Tag: fiction

  • Damsel by Eliana K. Arnold

    The rite has existed for as long as anyone can remember. When the king dies, his son the prince must venture out into the gray lands, slay a fence dragon, and rescue a damsel to be his bride. This is the way things have always been.

    When Ama wakes in the arms of Prince Emory, she knows none of this. She has no memory of what came before she was captured by the dragon or what horrors she faced in its lair. She knows only this handsome young man, the story he tells of her rescue, and her destiny of sitting on a throne beside him. It’s all like a dream, like something from a fairy tale. 

    As Ama follows Emory to the kingdom of Harding, however, she discovers that not all is as it seems. There is more to the legends of the dragons  and the damsels than anyone knows, and the greatest threats may not be behind her, but around her, now, and closing in.

    This is another one I picked up at Dandelion Bookshop during my trip to the Chicago area over the summer and if I read a new book before putting it on my to-be-read shelf, then I technically haven’t bought too many books. Right? Right?!

    Also, I was on vacation so of course I had to buy some fun vacation books. Not that memoirs and nonfiction books about psychology, religion, and trauma (and religious trauma) can’t be fun. But they usually don’t have dragons. 

    Damsel by Eliana K. Arnold has a dragon. It is, however, decidedly not fun, as I discovered. After reading the first few chapters, I texted my friend (the wonderful owner of Dandelion Bookshop who has a magical talent for recommending good books) that I was LOVING the book—it’s very beautifully written and full of emotion with a great tone and vivid characters. My friend texted back that she loved the book too even though it wasn’t the kind of book she usually liked. 

    That confused me since it seemed like a fun, girl-power, turn-the-narrative-on-its-head kind of YA fantasy book, and who doesn’t like that kind of book? Plus my friend writes and reads tons of MG/YA, so it’s not outside her genre. 

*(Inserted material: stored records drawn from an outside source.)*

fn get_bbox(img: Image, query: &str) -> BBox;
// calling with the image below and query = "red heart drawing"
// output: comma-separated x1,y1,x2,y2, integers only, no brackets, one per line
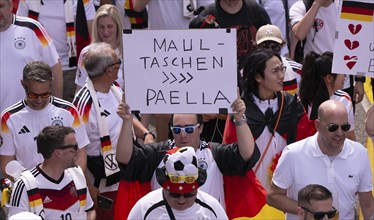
344,55,358,69
344,40,359,50
348,24,362,35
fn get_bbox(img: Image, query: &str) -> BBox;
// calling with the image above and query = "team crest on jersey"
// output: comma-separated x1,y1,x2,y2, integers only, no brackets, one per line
314,18,324,30
14,37,26,50
197,157,208,170
51,116,64,126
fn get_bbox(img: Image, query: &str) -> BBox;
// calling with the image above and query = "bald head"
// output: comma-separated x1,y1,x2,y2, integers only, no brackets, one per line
318,100,347,121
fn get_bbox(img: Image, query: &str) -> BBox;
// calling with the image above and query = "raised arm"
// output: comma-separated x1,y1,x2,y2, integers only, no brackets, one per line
116,94,134,164
292,0,328,40
232,89,255,161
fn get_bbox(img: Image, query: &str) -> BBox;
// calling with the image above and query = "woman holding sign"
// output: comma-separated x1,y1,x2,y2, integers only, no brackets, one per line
75,4,125,90
222,49,312,191
299,51,356,141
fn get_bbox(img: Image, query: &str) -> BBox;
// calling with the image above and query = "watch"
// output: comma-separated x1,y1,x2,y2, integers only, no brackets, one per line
233,115,247,126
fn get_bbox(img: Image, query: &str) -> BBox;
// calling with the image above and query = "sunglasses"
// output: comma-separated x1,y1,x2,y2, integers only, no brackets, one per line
104,59,122,72
170,124,200,135
168,191,197,199
301,207,337,220
319,120,351,132
56,144,78,151
27,92,51,99
260,43,282,52
168,174,197,184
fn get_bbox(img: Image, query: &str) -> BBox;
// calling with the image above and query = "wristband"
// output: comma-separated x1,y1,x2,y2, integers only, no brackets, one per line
143,131,156,140
355,77,366,83
233,115,247,126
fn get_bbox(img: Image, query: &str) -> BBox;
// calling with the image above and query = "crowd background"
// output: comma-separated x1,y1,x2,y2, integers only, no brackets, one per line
1,0,373,219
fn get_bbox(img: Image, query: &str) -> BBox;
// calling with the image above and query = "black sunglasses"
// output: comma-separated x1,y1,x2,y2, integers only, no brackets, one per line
168,191,197,199
56,144,78,151
301,207,337,220
170,124,200,135
319,120,351,132
104,59,122,72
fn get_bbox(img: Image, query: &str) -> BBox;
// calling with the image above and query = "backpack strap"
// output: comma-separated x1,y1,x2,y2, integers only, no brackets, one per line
67,167,87,214
20,170,45,219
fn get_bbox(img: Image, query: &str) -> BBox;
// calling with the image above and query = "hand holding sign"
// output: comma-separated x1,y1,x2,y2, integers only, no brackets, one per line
117,93,133,121
231,88,246,122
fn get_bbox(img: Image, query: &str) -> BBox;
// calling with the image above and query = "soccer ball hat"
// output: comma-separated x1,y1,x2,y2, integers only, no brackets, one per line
156,146,207,193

    But then I kept reading. And it was all those things it seemed to be in the beginning, but just, like, the death metal equivalent of a fun, girl-power, YA fantasy book. It got dark. So dark. But also a good kind of dark, the page-turning, makes you think, kind of dark.

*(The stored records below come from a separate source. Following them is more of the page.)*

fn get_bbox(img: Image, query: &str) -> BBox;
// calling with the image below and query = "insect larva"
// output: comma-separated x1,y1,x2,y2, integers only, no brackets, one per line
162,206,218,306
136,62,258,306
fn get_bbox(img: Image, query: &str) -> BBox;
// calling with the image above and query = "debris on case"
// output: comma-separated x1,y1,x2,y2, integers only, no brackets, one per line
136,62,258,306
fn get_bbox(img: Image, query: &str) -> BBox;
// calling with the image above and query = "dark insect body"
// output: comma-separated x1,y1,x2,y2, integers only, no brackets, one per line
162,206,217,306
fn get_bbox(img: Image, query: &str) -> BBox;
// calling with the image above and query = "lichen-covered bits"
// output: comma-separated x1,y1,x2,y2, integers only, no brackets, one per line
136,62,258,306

    I found myself wanting relief throughout the book though. I wanted just one thing to go well for Ama, one thing to be soft about her life in the castle, one person to be kind, one obstacle she didn’t have to overcome all on her own. I wanted a joke. I can write some dark things, but darned if they aren’t also funny. I don’t think I could read my own work if I hadn’t made it funny. Maybe I’m emotionally avoidant? Uncomfortable with strong feelings? Unable to tolerate conflict and discomfort? Yes, yes, and yes. 

    Damsel also felt angry, but productively angry, which I thought about for a while: anger as productive, not destructive. I hate being angry and I hate when other people are angry. It makes me feel uncomfortable. (I am the cliched peace-keeper middle child.) I’m afraid of anger’s tendency to be dysregulated. But productive? Yeah, I guess I could see that. And I could see how that could be good. Isn’t anger a release? Maybe that is the book’s relief that I was missing because of my deep-seated avoidance of anger.

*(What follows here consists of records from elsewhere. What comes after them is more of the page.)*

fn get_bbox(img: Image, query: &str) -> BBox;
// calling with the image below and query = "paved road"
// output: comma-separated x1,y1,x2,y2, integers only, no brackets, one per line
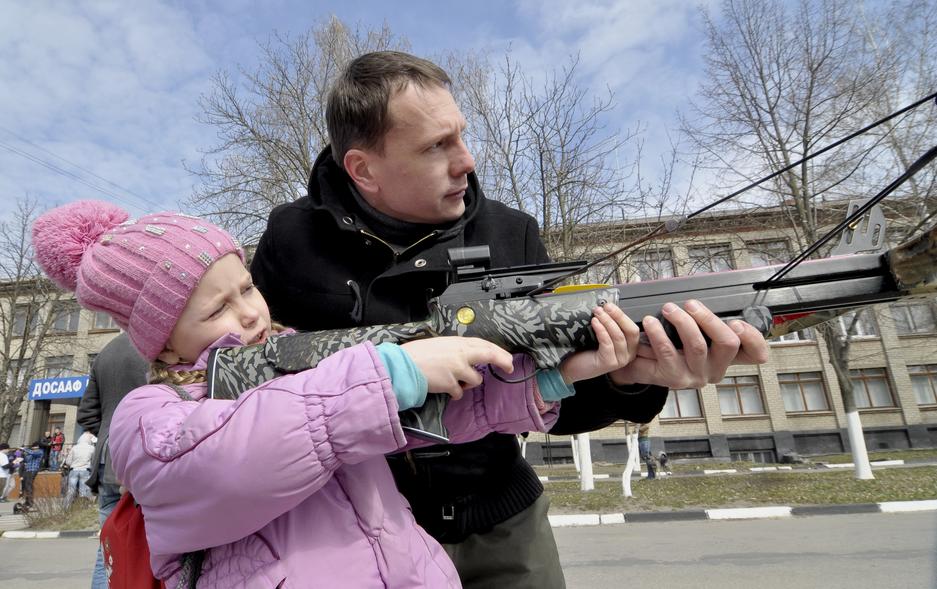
556,511,937,589
1,535,98,588
1,512,934,588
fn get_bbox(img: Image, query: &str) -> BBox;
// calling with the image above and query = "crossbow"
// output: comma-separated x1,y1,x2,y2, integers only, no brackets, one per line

    Raised in traditional Christianity, anger was not encouraged. You were supposed to forgive. Only the Old Testament God got to be angry and even God’s anger tended to be glossed over with the razzle dazzle misdirection of the Gospels. Even in mental health spaces, forgiveness is often set forward as a goal, or proof, of healing.

    What is the relationship between forgiveness and anger? Where does productivity fit into that relationship? Does forgiveness heal anger? Does engaging anger lead to forgiveness? What happens when forgiveness is an avoidance of anger? Can you truly forgive if you don’t get angry? Does anger ever go away? Can it be avoided? If so, how many jokes, exactly, does that take? It can be a healthy option to neither get angry nor forgive and just make jokes about things. Right? Right?! 

    The quote I loved from the book actually has nothing to do with anger or darkness. It has to do with creation: “Where did these things come from? Her past? Her dreams? It felt, as she worked the glass and the fire, that she was doing more than making objects. It was as if she was forming her very self out of the flames and hot soft glass. She was, Ama thought, realizing herself—that is to say, as she worked with the glass, she was making her very self more real.” (pg 252)

    As a writer, there’s an obvious connection between making yourself as you make your art. Writing makes inner things into physical words and pages. I think about forgiveness and anger and darkness and how they’re inner things, but also interpersonal things. How do we make inner things physical through our actions with other people and how do those actions then make ourselves? How do darkness and anger correlate with—support, even—creation?